Chain rule on matrix differentiation of trace in Kalman gain proof

Question

Chain rule on matrix differentiation of trace in Kalman gain proof

890 Views Asked by Bumbble Comm At 01 Apr 2026 - 9:53

I was reading the following derivation of the Kalman filter gain http://www.robots.ox.ac.uk/~ian/Teaching/Estimation/LectureNotes2.pdf on pg 5-6.

From the following

$$L=\min_{K_{k+1}} trace(P_{k+1|k+1})$$

With

$$ P_{k+1|k+1} = \boldsymbol{ (I-K_{k+1} H_{k+1}) P_{k+1|k} (I-K_{k+1} H_{k+1})^{T} + K_{k+1}R_{k+1}K_{k+1}^T }$$

K,H, and P are all nxn matrices.

It uses the following trace differentiation identity:

$${\frac{\partial}{\partial \boldsymbol{A}}} (trace(\boldsymbol{ABA^T})) = 2\boldsymbol{AB}$$

But from there, there is a bit of a skip to the result of the differentiation

$${\frac{\partial L}{\partial \boldsymbol{ K_{k+1}}}} = -2(\boldsymbol{I-K_{k+1}H_{k+1})P_{k+1|k}H_{k+1}^T+2K_{k+1}R_{k+1} } = 0$$

What I am wondering about is the origin of the $H_{k+1}^T$ term in the above equation.

It appears to me that chain rule is applied here.
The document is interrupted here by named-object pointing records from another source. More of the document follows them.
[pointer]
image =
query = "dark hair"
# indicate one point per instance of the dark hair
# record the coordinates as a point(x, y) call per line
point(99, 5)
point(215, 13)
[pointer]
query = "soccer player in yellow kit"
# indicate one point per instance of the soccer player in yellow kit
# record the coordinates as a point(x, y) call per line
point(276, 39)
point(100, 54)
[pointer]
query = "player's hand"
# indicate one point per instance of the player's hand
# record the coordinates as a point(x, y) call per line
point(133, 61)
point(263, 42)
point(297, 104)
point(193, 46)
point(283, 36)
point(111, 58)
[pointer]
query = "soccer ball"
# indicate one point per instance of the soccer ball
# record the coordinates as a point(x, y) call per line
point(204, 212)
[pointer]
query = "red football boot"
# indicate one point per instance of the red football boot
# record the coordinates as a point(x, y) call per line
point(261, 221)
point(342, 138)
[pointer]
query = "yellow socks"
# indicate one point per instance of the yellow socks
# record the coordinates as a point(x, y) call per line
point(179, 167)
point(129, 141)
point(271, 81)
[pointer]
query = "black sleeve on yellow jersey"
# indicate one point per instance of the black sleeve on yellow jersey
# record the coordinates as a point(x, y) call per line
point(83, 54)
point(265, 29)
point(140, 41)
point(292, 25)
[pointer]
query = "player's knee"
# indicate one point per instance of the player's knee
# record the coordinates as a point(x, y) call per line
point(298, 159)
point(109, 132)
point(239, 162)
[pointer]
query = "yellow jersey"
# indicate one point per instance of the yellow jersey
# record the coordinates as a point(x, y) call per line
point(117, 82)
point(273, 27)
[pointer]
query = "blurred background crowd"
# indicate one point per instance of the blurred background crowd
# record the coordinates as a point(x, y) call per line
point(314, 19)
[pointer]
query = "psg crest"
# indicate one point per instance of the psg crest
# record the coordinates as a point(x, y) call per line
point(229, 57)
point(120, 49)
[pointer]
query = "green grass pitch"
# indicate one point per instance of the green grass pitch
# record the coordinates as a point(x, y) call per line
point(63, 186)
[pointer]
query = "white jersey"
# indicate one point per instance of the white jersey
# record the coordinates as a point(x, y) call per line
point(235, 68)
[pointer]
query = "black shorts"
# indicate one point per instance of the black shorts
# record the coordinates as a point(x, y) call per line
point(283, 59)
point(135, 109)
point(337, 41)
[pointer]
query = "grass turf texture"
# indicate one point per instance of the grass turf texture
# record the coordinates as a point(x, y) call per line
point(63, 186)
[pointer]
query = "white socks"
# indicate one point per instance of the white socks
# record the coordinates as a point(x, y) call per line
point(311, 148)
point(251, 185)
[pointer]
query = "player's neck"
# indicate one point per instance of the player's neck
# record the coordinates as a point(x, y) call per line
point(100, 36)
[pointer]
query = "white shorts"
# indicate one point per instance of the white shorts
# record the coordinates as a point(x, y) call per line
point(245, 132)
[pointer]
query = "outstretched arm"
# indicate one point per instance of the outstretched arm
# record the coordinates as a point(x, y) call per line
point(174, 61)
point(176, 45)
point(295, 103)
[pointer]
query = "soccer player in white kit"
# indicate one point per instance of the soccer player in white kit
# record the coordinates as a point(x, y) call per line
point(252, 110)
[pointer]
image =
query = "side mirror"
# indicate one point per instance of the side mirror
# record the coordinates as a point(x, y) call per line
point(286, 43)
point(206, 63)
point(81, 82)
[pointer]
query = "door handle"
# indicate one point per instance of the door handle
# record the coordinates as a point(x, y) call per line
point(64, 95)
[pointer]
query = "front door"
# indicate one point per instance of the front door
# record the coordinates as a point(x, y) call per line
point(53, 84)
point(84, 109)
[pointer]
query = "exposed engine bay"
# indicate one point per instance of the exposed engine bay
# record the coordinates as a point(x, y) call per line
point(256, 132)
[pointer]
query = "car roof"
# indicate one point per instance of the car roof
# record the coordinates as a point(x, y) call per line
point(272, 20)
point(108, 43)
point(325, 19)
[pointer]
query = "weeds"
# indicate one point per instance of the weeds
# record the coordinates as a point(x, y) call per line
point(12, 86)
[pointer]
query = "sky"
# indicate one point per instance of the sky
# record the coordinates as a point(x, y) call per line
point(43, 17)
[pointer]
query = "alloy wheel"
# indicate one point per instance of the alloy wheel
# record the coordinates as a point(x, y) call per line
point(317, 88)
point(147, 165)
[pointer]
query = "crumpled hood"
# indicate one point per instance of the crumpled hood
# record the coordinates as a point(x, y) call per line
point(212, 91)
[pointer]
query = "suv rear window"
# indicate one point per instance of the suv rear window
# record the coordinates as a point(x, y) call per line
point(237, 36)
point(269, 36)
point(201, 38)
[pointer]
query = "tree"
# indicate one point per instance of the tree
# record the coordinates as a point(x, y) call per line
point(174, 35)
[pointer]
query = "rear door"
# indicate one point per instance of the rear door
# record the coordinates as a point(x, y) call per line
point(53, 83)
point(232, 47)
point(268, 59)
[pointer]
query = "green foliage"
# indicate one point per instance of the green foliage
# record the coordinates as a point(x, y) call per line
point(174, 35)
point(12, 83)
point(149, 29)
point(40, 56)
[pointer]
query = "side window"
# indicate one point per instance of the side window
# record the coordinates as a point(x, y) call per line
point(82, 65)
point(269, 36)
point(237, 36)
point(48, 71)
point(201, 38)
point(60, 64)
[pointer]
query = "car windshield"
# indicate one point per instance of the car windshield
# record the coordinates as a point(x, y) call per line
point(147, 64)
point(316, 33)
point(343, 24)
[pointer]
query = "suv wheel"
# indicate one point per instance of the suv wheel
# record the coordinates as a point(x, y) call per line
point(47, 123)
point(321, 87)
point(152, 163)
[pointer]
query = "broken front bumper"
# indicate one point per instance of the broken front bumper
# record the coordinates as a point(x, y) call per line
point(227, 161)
But most online sources on matrix chain rule or trace identities does not show a direct example that the chain rule can be applied to the derivative of a trace.

ie. This is what I think happens in the intermediate step:

$$\boldsymbol{A=I-K_{k+1} H_{k+1}; B=P_{k+1|k}}$$

$${\frac{\partial}{\partial \boldsymbol{K_{k+1}}}} (trace(\boldsymbol{ABA^T})) = 2\boldsymbol{AB} * {\frac{\partial (trace (\boldsymbol{A}))}{\partial \boldsymbol{ K_{k+1}}}}$$

Question: Is the above chain rule application valid? If so, I would appreciate a pointer to a proof.

And then using

$$ {\frac{\partial trace(\boldsymbol{K_{k+1}H_{k+1}} )} {\boldsymbol{\partial K_{k+1}}}} = \boldsymbol{H_{k+1}^T} $$

To arrive at

$$ = -2(\boldsymbol{I-K_{k+1} H_{k+1}) * P_{k+1|k} * H_{k+1}^T}$$

If the intermediate steps is actually different, please let me know and link to any proofs of the identities used as I am self-learning linear algebra. Thanks.

Original Q&A

There are 2 best solutions below

Bumbble Comm On 10 Oct 2020 - 1:49

$ \def\bb{\mathbb} \def\tss{\mathop{\bigotimes}\limits} \def\dss{\mathop{\odot}\limits} $ For ease of typing, drop the elaborate subscripts and define the matrices $$\eqalign{ &H = H_{k+1} \qquad &P = P_{k+1|k} \qquad &R = R_{k+1} \\ &X = K_{k+1} \qquad &Y = XH-I \qquad &dY = dX\,H \\ }$$ Then the problem is to calculate the gradient of the function $$\eqalign{ L &= {\rm Tr}\Big(XRX^T + YPY^T\Big) \\ &= R:X^TX + P:Y^TY \\ }$$ where a colon denotes the trace/Frobenius product, i.e. $$\eqalign{ A:B = {\rm Tr}(A^TB) = {\rm Tr}(B^TA) = B:A \\ }$$ Calculate the differential, then the gradient. $$\eqalign{ dL &= R:(dX^TX+X^TdX) + P:(dY^TY+Y^TdY) \\ &= (R+R^T):X^TdX + (P+P^T):Y^TdY \\ &= X(R+R^T):dX + Y(P+P^T):dY \\ &= X(R+R^T):dX + (XH-I)(P+P^T):dX\,H \\ &= \Big(X(R+R^T) + (XH-I)(P+P^T)H^T\Big):dX \\ \frac{\partial L}{\partial X} &= X(R+R^T) + (XH-I)(P+P^T)H^T \\ }$$ If $R$ and $P$ are symmetric, then this can be simplified to the given result $$\eqalign{ \frac{\partial L}{\partial X} &= 2XR + 2(XH-I)PH^T \\ }$$

**user91684** · Accepted Answer

Firstly $\nabla_A(ABA^T)=A(B+B^T)=2AB$ only if $B$ is symmetric.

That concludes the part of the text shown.